Vos articles - Réflexions sur l'école

 

La thèse enseignante est que certains ne travaillent pas, ou pas assez, mais ce n’est pas si simple ! Il nous faut examiner d’une part les caractéristiques de l’élève lui-même et d’autre part celles de l’institution, et aussi la correspondance entre les deux. Les Sciences de l’Education se proposent de mieux comprendre cette inadéquation, que les enseignants ne peuvent appréhender.

La thèse, ici, est que la pensée scripturale est une caractéristique de l’institution scolaire et qu’elle peut mettre certains élèves en difficulté.

Qu’est-ce que cette pensée ?

Quels sont ses effets sur les élèves, quelles difficultés génère-t-elle ?

 

  • LA PENSEE SCRIPTURALE ANALYSEE A PARTIR DE DONNEES ethnologiques.

L’Ecole a le monopole de faire entrer les enfants dans le lire et l’écrire, mais ce faisant, elle véhicule une forme de pensée assez spéciale, qui nous paraît aller de soi. C’est une façon de voir le monde, le langage, sa propre existence et les rapports avec autrui. Pour en percevoir la spécificité, il faut se tourner vers les sociétés sans écriture : dans l’histoire de l’humanité, durant des milliers d’années, des sociétés se sont passé de l’écriture, et encore aujourd’hui existe l’illettrisme. Des ethnologues font des comparaisons entre ces deux types de sociétés :

- Jack GOODY (Grande-Bretagne), par exemple, y a consacré toute son œuvre, mais du point de vue de la préhistoire. Il note que chez les Sumériens, l’écriture est d’abord marquage, puis listes, et non la transcription de la pensée. En examinant de très près ces listes (objets appartenant à Untel ou Untel, listes des herbes ayant telle ou telle vertu, arbres pouvant servir à tel ou tel usage), il voit que celles-ci, dès lors qu’elles sont écrites, modifient la pensée et entraînent des catégorisations beaucoup plus stables : ensembles d’objets bien fixés. L’écriture consacre la conceptualisation .
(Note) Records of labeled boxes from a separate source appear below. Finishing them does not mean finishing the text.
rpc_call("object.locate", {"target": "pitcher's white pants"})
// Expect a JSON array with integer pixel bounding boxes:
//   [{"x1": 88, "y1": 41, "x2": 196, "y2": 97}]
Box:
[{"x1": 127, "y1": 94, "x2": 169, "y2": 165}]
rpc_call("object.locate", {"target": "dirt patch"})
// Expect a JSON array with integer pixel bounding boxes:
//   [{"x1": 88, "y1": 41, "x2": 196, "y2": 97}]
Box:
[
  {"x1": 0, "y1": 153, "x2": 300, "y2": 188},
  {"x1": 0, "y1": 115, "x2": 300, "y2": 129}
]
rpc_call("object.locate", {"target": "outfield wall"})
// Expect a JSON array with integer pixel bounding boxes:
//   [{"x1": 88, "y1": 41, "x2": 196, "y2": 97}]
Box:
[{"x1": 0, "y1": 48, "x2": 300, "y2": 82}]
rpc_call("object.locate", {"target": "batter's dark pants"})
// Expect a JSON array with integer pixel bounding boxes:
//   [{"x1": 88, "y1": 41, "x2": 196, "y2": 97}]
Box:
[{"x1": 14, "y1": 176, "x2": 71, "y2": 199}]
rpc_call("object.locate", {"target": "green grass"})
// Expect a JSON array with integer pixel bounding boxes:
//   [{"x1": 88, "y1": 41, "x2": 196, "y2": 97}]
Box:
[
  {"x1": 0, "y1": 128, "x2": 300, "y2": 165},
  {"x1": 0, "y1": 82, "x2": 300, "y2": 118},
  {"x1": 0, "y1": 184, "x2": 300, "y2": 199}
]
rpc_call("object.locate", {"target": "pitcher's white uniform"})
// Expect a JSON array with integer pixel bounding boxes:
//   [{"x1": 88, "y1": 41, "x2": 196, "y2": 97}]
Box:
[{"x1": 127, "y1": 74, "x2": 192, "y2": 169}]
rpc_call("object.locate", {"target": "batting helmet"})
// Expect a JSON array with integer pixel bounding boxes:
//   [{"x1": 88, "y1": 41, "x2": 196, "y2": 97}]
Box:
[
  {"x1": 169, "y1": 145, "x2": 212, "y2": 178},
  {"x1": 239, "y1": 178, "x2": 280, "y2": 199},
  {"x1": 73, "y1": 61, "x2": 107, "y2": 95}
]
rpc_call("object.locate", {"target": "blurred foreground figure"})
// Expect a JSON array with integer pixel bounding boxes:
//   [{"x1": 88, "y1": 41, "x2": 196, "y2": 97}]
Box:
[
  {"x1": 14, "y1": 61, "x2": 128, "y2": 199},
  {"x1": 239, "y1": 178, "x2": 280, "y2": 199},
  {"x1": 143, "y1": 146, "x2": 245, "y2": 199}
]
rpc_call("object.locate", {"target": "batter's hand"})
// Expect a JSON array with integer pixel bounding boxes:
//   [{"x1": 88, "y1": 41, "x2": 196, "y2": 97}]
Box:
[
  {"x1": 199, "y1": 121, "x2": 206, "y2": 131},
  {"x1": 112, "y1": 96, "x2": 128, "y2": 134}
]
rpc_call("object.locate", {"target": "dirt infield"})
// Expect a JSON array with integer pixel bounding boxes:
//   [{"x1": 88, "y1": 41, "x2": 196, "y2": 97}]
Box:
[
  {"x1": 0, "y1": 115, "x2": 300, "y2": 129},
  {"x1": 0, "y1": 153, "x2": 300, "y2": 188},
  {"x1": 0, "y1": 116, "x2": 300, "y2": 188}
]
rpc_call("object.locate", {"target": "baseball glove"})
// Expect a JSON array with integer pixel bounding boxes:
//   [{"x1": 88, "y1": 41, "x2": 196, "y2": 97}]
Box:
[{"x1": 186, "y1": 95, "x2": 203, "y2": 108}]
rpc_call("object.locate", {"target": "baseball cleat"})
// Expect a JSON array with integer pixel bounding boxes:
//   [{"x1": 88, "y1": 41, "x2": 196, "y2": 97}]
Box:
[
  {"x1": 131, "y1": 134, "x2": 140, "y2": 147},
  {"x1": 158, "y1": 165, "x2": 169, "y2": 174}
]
- On peut aussi faire des listes d’actions par écrit, ce qui donne une « histoire »  aux collectivités humaines. Des listes d’actions futures permettent la planification des activités humaines : on peut anticiper sur la durée, c’est le projet à long terme, et la collectivisation de ces projets, avec une mémoire de ce qui aura été décidé.

Donc, l’écriture permet aux hommes d’organiser leur existence de façon beaucoup plus rationnelle, en ne se contentant plus de réagir aux événements, mais en agissant avec prévision, intention et possibilité de se référer au projet.

Aujourd’hui, chacun de nous a les deux types d’attitudes (dont la pré-scripturale). Par exemple, pour aller au supermarché, on peut avoir ou non besoin d’une liste. Autre exemple : l’agenda, dont on peut se passer, mais qui, si on l’utilise, fait entrer dans la pensée scripturale, ce qui entraîne la planification de sa propre vie. Cependant, nous avons le choix et oscillons entre le scriptural (parfois tellement intériorisé que nous n’avons pas besoin de l’écrire) et le non-scriptural.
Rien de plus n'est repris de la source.